A Month Later, Fallout from Facebook IPO Persists
'Big backlog' of IPO candidates
Meanwhile, Francis Gaskins of IPOdesktop.com says jitters in the IPO market are only temporary. There's a "big backlog" of companies waiting to go public during the summer, and many have the fundamental strength to still attract investors, he adds.
Much of the weakness in the IPO market is due to macro issues, such as the fragile European economy, uncertainty about the outcome of the upcoming U.S. presidential election and a U.S. stock market that has been shaky since May, he says. The Standard & Poor's 500, a measure of large U.S. stocks, teetered dangerously near a 10% correction in early June. If the stock market regains its footing, companies with the best fundamentals can test the IPO market again, says Peterson of S&P Capital IQ.
Companies and their underwriters will just need to lower their expectations for the types of valuations they get, after the nosebleed valuation of Facebook was so soundly rejected, Gaskins says.

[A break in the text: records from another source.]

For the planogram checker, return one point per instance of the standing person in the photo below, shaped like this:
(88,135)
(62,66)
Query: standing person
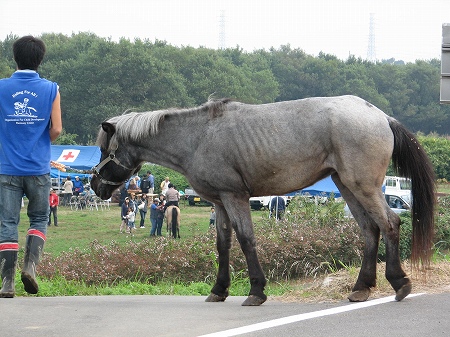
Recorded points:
(145,184)
(160,217)
(54,202)
(78,186)
(68,191)
(25,160)
(164,185)
(277,205)
(172,196)
(154,215)
(212,217)
(123,214)
(151,179)
(131,216)
(133,203)
(142,206)
(148,183)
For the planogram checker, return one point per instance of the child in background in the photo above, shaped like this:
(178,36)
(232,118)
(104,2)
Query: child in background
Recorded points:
(212,217)
(130,223)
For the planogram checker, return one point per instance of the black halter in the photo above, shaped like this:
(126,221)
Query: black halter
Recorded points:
(111,157)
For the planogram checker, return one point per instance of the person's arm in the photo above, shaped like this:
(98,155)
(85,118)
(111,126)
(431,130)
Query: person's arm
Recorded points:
(56,119)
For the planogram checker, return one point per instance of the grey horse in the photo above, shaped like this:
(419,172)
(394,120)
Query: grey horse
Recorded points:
(231,151)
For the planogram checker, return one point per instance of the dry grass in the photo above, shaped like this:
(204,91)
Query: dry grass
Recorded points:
(337,286)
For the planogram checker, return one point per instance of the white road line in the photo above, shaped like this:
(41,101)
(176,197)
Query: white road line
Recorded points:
(302,317)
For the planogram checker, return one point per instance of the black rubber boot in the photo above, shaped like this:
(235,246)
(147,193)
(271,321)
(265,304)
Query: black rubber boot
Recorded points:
(8,264)
(33,250)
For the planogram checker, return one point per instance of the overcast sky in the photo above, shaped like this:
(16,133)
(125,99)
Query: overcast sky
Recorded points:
(405,30)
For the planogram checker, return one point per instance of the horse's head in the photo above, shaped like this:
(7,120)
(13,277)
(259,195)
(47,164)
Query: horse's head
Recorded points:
(117,162)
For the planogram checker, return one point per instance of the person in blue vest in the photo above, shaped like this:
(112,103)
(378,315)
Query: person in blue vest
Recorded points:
(30,119)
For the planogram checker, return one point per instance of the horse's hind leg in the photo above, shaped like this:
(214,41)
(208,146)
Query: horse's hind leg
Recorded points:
(371,233)
(394,272)
(375,216)
(219,292)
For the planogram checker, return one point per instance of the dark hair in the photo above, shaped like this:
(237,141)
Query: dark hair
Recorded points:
(28,52)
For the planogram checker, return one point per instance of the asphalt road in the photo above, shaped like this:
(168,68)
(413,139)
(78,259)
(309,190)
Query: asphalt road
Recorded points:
(417,315)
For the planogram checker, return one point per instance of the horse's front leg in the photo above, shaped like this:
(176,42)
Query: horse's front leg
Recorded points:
(239,212)
(219,292)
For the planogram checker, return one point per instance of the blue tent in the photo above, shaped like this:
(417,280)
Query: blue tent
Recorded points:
(76,157)
(321,188)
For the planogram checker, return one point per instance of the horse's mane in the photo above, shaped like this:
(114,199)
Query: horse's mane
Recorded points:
(137,125)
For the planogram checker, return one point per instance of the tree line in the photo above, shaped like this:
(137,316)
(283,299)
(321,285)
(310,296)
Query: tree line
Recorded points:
(100,78)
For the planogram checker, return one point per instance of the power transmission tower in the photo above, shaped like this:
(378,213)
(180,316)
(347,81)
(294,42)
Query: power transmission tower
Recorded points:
(371,52)
(222,43)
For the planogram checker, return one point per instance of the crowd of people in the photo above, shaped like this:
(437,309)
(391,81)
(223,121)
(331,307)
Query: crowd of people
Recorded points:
(138,196)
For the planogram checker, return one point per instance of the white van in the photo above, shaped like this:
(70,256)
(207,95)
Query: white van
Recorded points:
(398,186)
(396,202)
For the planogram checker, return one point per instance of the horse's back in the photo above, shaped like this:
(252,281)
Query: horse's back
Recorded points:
(284,146)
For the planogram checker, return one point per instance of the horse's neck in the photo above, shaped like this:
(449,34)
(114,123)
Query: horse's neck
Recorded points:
(173,145)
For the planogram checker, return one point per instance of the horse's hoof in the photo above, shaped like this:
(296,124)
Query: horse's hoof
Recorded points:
(215,298)
(253,300)
(359,295)
(403,291)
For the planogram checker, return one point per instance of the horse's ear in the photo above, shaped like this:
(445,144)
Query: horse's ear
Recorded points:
(108,128)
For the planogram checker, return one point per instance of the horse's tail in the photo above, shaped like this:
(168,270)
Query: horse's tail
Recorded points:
(410,160)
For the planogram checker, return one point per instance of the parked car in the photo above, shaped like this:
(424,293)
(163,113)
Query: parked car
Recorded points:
(194,199)
(258,203)
(395,202)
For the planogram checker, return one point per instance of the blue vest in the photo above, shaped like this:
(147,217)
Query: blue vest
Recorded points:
(25,110)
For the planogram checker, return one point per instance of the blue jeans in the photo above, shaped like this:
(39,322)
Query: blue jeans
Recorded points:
(12,189)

Future IPO investors could actually benefit from the damage Facebook's deal inflicted on confidence. With fewer investors clamoring for shares, the investors willing to buy can demand better prices.
"If the (stock market) indexes are stable, we should have quite a few more IPOs when bankers realize they can't overprice them," Gaskins says.
Swartz reported from San Francisco, Krantz from Los Angeles.